MCP Server (server/src/index.ts) — A stdio MCP server that Claude Code connects to. It spins up a WebSocket server on ws://localhost:7789 and exposes 5 browser tools to Claude.

Chrome Extension (extension/background.js) — A Manifest V3 service worker that connects to the WebSocket server and listens for commands. When a command arrives, it calls native Chrome Extension APIs to act on your real, open browser.

The flow:

Claude Code → MCP Server (stdio) → WebSocket (7789) → Extension → Chrome API → Your Browser

5 tools available to Claude:

browser_navigate — Go to a URL, wait for page load
browser_screenshot — Capture the visible tab as PNG (Claude can see it directly)
browser_click — Click any element by CSS selector
browser_type — Type into any input field
browser_get_dom — Get all interactive elements (links, buttons, inputs) with ref IDs

Why Not CDP?

CDP (Chrome DevTools Protocol) is the standard way automation tools control browsers. Playwright, Puppeteer, Selenium — they all use it. It’s powerful, but it requires launching Chrome with --remote-debugging-port and gives you a new browser instance with no existing sessions.

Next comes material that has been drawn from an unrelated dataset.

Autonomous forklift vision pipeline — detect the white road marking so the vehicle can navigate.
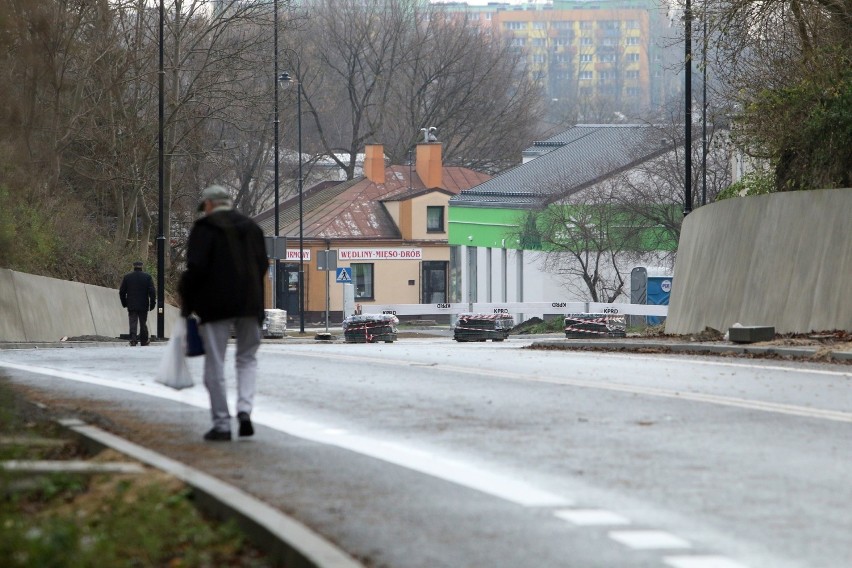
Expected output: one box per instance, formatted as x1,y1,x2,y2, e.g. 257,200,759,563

Chrome Extension API is fundamentally different:

	CDP	Chrome Extension API
Which browser?	New headless instance	Your actual running Chrome
Login sessions?	None (starts fresh)	All your existing cookies
Setup	Launch flag + port	Install extension once
Bot detection	High	Behaves like a real user
API level	DevTools protocol	`chrome.tabs`, `chrome.scripting`

The Extension API is higher-level — you call chrome.tabs.update() to navigate, chrome.scripting.executeScript() to click things, chrome.tabs.captureVisibleTab() to screenshot. Chrome handles everything underneath. No protocol sockets, no low-level DevTools messages.

How It Works Under the Hood

Manifest V3 Service Worker — The extension runs as a background service worker (MV3 requirement). To keep it alive past Chrome’s 30-second timeout, it uses a self-pinging keep-alive mechanism.

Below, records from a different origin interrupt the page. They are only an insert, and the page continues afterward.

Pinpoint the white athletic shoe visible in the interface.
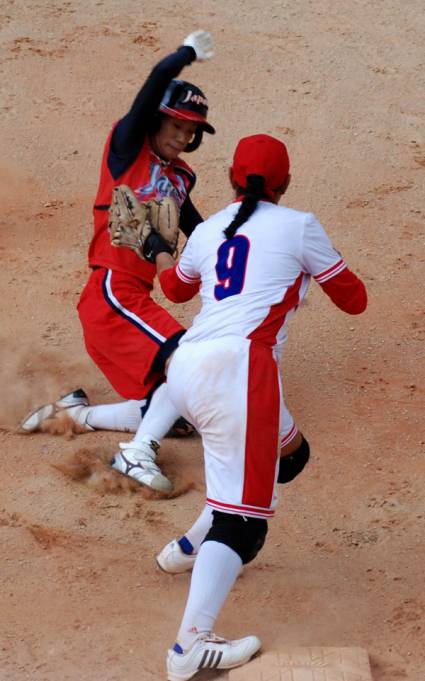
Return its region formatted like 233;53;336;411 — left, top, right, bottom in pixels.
156;539;197;575
111;436;173;492
167;634;261;681
21;388;94;433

Request-Response over WebSocket — Each command gets a requestId (UUID). The server sends { requestId, tool, args } to the extension. The extension responds with { requestId, data } or { requestId, error }. The server matches responses to pending Promises with a 15-second timeout.

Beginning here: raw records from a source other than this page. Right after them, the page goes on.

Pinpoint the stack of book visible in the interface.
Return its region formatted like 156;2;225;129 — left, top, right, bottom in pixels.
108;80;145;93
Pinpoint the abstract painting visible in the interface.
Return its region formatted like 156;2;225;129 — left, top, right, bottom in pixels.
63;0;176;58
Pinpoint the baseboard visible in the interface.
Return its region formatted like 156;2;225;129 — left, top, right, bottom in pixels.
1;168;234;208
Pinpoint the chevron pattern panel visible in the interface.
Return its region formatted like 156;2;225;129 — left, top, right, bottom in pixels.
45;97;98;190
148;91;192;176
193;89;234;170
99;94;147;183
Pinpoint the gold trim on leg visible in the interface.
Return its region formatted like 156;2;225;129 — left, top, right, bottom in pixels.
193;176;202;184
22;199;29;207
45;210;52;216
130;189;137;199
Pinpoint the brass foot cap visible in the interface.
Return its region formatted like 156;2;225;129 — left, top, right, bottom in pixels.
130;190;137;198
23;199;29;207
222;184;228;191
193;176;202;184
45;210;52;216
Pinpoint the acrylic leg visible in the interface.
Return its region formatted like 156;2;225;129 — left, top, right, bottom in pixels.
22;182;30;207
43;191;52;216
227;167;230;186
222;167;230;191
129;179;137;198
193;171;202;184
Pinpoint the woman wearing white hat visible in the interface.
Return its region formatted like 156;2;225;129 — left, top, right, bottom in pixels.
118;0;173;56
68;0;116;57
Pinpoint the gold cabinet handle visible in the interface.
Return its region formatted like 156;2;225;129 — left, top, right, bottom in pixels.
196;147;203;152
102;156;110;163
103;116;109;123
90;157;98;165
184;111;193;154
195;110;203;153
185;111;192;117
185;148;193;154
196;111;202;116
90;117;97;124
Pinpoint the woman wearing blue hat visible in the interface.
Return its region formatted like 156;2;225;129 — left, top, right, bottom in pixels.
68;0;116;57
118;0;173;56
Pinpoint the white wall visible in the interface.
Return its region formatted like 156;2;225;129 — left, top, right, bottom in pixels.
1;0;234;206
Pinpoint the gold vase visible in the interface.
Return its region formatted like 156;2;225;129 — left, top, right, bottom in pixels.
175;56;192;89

Screenshot as Base64 Image — captureVisibleTab() returns a data URL. The server strips the data:image/png;base64, prefix and returns the raw base64 as an MCP image content block. Claude receives it as a first-class image it can see and reason about.

DOM extraction — browser_get_dom uses querySelectorAll to find up to 80 interactive elements and returns them as a structured list with ref IDs (e0, e1, …) that Claude can reference in subsequent click commands.

Setup

Run the MCP server: cd server && npm install && npm run build && node dist/index.js
Register it in Claude Code (.claude.json mcpServers)
Load the extension: chrome://extensions → Developer mode → Load unpacked → select extension/
Done. Ask Claude: “open google.com” — it controls your browser

What Makes It Different

Most AI browser tools are automation frameworks pretending to be AI tools. You define scripts; AI fills in parameters.

MCP Browser is inverted: Claude reasons about what needs to happen, reads the DOM to understand the page structure, takes screenshots to verify results, and adapts in real-time. No scripts. No selectors defined in advance. Claude figures out the page by looking at it.

It’s the difference between giving Claude a remote control and giving it eyes.